By taking a more proactive approach to the conflict, Canada can condemn the human rights violations of the Sri Lankan government and impose trade and aid restrictions on Sri Lanka if it continues to fail to abide by its international human rights obligations.

This year started off with a bang in Sri Lanka. Literally. Not the firecrackers we are accustomed to in Canada, but the sounds of guns and bombs. On Jan. 1, Tamil parliamentarian Thiyagarajah Maheswaran, was shot dead while attending a New Year's service at a Hindu temple in Colombo, Sri Lanka.

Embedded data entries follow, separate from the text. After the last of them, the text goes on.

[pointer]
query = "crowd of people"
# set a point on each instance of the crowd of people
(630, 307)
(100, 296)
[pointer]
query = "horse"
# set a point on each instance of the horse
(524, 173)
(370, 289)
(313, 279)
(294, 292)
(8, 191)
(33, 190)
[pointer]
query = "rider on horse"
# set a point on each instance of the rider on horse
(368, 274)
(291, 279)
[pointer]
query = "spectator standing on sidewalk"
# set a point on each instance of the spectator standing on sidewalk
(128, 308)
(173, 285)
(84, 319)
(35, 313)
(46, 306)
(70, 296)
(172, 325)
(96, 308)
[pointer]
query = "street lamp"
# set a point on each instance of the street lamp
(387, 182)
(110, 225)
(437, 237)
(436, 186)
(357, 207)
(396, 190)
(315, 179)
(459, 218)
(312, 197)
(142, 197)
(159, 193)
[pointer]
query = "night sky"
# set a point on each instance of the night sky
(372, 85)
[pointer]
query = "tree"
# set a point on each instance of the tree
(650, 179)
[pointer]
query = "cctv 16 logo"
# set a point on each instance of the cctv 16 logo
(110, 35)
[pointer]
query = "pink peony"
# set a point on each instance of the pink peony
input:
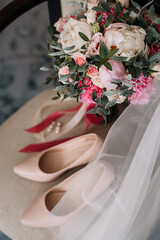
(144, 88)
(106, 76)
(79, 58)
(86, 97)
(93, 48)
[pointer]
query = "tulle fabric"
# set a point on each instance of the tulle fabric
(129, 209)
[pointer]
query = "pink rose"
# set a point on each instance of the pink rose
(94, 75)
(93, 48)
(143, 88)
(64, 71)
(61, 22)
(86, 97)
(79, 58)
(92, 71)
(107, 77)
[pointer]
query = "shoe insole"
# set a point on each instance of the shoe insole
(61, 157)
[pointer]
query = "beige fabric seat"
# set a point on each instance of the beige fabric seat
(16, 194)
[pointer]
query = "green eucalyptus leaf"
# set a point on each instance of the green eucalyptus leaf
(83, 36)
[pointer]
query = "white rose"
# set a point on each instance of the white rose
(156, 68)
(70, 35)
(129, 41)
(92, 3)
(91, 16)
(125, 3)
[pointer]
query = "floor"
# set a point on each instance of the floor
(20, 60)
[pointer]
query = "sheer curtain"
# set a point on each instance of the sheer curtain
(129, 208)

Shortly after this assassination the government of Sri Lanka announced its intentions to withdraw from the 2002 Cease Fire Agreement, igniting a chain of events that will ultimately lead to the full resumption of war and bloodshed.

On Jan. 16, the six-year-old ceasefire came to an abrupt end.

This year not only marks the 60th anniversary of Sri Lanka's independence from colonial rule, but also the 25th anniversary of the 1983 anti-Tamil riots.

Of these 60 years of independence, 25 years were marred by a bloody civil war that has left more than 70,000 dead.

Over the past several years, the human rights situation in Sri Lanka has deteriorated. With the collapse of the cease fire, the situation will only get worse. The United Nations, international human rights NGOs and several Western democracies have condemned the gross violations of civil liberties and human rights by the Sri Lankan government.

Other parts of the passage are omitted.